Business and Consumer Impact
The rise in inflation and energy costs is likely to affect both businesses and consumers across the UK.
Kate Nicholls, Chief Executive of UKHospitality, said: “This higher-than-expected level of inflation is an ominous warning of what could come in April, when businesses across the country will be hit by significant cost increases.
“Hospitality is braced for its own £3.4 billion cost increase, and that will impact jobs and push up prices, which we know will be a struggle for customers.
“The reality is that businesses are unable to absorb any more cost, having taken on so much over the past four years, and it is consumers and team members that will feel the effects.
“If the Government wants to keep a lid on inflation, protect jobs and help businesses, it must urgently rethink its changes to employer NICs.”
Joe Nellis, economic adviser at Scottish accountancy firm MHA, also commented on the figures:
“While the jump in headline inflation from 1.7% to 2.3% marks the biggest rise since October 2022, the Bank of England will also put this into context that rates are not nearly comparable to those in excess of 10% recorded two years ago.
In the short-term, this spike has been caused by the rise in October of the energy price cap by 9.5%, increasing the money that each household is spending on their energy bills, but also influenced by the long-term domestic pressures of a tight labour market and rising employment costs.
These existing issues will be exacerbated by the effects of the Government’s recent Budget.
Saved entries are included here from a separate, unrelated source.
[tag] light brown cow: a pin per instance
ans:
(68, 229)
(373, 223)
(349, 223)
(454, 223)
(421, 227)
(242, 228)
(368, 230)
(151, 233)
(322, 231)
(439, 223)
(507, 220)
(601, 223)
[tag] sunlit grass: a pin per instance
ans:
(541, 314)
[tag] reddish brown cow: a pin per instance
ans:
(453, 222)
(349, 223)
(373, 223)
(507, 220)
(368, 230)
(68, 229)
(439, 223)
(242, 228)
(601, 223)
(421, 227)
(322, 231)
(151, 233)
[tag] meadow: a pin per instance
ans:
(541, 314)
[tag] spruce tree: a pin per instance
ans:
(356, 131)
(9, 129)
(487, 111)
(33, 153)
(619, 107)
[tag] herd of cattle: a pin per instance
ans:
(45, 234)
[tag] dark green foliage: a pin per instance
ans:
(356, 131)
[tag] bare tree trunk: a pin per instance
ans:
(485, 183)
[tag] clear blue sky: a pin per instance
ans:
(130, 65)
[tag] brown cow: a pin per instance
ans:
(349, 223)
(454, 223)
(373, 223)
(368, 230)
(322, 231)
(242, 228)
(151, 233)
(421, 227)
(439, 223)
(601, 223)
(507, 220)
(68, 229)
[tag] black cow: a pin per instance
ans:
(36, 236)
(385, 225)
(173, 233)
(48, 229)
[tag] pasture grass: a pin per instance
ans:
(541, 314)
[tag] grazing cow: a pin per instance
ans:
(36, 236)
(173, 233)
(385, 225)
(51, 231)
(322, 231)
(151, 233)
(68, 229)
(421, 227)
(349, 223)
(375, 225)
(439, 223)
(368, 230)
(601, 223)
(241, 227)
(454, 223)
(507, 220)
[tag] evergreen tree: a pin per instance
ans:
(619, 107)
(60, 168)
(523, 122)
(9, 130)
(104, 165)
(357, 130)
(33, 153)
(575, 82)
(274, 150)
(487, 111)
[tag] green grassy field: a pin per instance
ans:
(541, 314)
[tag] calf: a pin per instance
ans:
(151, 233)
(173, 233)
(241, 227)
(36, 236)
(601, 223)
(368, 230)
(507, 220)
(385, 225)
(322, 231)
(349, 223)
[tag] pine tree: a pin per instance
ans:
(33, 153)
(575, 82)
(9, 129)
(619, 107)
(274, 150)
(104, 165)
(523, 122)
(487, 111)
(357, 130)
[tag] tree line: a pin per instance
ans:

The scale of the rises in public sector expenditure, increases in the minimum wage, and the likelihood that national insurance charges will lead to higher costs of employment, will all put upward pressure on prices.
Adding to these challenges, the strengthening of the US Dollar and the potential of tariffs imposed by President-elect Donald Trump will make US imports to the UK more expensive.
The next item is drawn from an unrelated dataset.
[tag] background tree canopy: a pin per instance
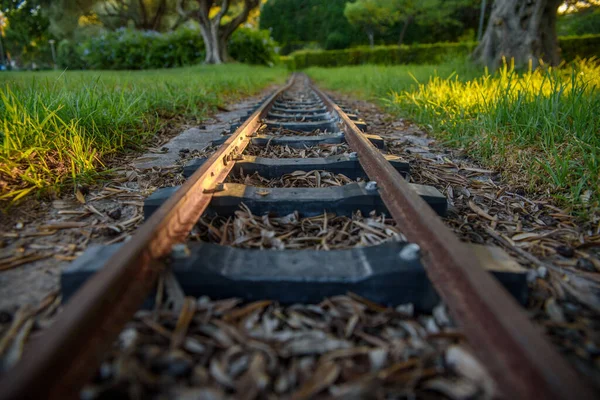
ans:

Given this unfavourable economic outlook, the BoE will be quietly content if inflation remains below 3% over the coming months.
Another cut in interest rates this side of Christmas is now extremely unlikely, and rate cuts will be slower to materialise than expected in the New Year. However, in the longer term the relatively small uplift in inflation expected over the next few months is manageable and will not be enough to lead the BoE to backtrack and reverse its cuts.”